Research spending for the forthcoming fishing year has trebled for socio-economic and stock assessment, up from $151,640 to $558,389 (GST inclusive). Expenditure for shellfish research is also up by more than $1 million.
"The increase allows the Ministry to look at ways to improve fish stock assessments and deal with environmental impacts in fisheries. The extra money will also help identify obligations to future generations and develop performance indicators for commercial fisheries policy."
"The sustainable management of New Zealand's fisheries resources under the Quota Management System has resulted in healthy fishstocks enabling the commercial sector to take advantage of increased export opportunities and market prices. This comes at a time when poor management by other fishing nations has led to fisheries depletion in key international stocks."

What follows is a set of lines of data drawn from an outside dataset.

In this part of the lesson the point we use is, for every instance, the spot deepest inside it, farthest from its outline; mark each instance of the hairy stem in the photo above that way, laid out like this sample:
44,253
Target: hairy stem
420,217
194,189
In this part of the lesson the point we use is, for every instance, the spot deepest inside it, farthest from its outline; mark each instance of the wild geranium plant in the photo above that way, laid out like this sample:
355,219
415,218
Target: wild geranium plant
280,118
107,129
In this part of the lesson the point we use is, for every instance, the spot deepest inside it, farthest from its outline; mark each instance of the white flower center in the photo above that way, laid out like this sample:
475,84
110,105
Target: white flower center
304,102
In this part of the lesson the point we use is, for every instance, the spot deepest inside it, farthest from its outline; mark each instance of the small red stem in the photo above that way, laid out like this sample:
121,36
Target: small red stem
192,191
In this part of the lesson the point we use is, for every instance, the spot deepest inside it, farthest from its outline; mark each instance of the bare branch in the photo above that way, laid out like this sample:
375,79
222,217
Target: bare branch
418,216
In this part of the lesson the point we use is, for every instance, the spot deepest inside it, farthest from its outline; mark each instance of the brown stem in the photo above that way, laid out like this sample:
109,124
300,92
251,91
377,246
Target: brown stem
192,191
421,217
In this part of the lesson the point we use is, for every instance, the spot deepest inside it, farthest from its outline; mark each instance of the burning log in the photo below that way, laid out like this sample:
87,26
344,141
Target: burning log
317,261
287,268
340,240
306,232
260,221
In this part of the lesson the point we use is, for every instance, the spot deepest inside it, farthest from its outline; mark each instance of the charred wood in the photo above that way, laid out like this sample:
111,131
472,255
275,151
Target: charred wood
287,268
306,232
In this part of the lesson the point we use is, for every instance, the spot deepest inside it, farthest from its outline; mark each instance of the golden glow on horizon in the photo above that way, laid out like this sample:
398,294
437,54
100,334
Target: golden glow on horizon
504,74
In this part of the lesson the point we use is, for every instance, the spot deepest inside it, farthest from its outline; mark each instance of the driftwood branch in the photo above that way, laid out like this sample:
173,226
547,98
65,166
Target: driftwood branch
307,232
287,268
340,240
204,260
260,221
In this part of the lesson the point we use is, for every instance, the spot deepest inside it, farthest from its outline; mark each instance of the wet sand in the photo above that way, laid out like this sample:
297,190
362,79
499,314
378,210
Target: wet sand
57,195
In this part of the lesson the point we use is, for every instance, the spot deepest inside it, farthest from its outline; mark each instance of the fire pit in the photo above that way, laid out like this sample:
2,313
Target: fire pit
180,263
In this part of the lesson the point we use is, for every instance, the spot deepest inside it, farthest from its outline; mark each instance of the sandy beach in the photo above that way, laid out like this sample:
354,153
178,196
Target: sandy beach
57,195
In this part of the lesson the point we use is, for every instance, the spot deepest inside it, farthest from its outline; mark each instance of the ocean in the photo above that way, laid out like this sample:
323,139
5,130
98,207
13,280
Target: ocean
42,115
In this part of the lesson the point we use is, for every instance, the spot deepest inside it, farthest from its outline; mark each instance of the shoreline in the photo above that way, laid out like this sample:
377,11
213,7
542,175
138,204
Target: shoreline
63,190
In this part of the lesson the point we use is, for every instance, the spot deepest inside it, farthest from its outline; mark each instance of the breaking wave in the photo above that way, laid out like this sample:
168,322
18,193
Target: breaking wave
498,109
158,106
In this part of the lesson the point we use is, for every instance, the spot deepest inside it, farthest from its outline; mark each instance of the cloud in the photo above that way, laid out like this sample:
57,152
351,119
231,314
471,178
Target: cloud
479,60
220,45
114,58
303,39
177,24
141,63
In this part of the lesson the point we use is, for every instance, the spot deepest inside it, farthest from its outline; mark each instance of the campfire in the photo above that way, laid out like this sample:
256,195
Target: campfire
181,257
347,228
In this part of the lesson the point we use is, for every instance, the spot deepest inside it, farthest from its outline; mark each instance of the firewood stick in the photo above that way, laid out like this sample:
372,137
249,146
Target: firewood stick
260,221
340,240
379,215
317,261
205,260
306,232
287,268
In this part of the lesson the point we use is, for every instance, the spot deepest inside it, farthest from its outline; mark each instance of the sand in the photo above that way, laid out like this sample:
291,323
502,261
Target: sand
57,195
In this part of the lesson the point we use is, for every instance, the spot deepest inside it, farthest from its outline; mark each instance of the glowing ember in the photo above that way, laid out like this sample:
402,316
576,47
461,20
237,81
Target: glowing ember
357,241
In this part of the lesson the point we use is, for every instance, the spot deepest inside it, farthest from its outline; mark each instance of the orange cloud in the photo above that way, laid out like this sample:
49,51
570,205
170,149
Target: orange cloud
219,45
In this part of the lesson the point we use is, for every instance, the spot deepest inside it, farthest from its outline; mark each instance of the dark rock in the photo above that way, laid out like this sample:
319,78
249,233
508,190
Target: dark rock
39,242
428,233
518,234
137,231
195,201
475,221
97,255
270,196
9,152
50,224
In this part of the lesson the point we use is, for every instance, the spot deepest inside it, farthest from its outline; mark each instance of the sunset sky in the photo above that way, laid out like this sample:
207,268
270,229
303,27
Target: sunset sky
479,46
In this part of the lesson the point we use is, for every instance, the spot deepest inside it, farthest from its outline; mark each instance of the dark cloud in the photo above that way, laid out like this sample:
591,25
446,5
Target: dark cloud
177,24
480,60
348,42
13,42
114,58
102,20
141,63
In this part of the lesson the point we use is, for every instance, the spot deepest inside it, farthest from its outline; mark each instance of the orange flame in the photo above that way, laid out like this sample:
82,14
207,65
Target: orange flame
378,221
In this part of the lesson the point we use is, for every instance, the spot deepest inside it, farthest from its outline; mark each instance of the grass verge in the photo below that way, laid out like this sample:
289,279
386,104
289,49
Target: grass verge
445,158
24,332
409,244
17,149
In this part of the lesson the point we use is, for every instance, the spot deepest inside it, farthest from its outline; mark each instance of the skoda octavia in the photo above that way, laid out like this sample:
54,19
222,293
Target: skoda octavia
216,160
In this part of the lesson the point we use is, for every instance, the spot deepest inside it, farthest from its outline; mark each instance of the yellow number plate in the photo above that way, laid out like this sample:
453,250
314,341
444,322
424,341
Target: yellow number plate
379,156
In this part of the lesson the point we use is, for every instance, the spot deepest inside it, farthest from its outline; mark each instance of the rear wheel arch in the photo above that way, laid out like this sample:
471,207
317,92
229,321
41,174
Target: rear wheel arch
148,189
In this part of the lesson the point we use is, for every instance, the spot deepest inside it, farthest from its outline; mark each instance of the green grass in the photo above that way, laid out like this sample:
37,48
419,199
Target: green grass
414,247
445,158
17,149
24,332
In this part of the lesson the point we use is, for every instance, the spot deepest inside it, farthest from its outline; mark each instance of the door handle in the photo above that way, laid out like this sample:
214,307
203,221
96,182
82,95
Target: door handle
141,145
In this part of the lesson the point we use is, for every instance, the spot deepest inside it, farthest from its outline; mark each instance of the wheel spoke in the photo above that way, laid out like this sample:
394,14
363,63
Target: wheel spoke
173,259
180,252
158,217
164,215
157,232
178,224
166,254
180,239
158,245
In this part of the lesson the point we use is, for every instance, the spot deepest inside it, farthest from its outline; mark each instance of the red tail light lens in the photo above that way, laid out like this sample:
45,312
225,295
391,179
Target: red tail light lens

Today's announcement follows input from the Ministry and other stakeholders. The Ministry is continuing to work towards providing a healthy aquatic eco-system in which fishing contributes to the social, economic and cultural well-being of New Zealanders, without limiting options for future generations".
The nature and extent of services is underpinned by the Government's legislative and structural reform agenda and the critical issues it addresses.
"Later this year, we will see the enactment of the Fisheries Amendment Bill, which was developed to improve the implementation and management of the Fisheries Act 1996. There will also be further reforms in the areas of aquaculture, recreational fishing and co-management, a new arrangement for the management of the Ministry's existing registry services and a new cost recovery framework."
"Given the diversity of change underway, it is critical we have stakeholder support for the Ministry's overall strategies and processes. I am confident we are on the right track," said Mr Luxton.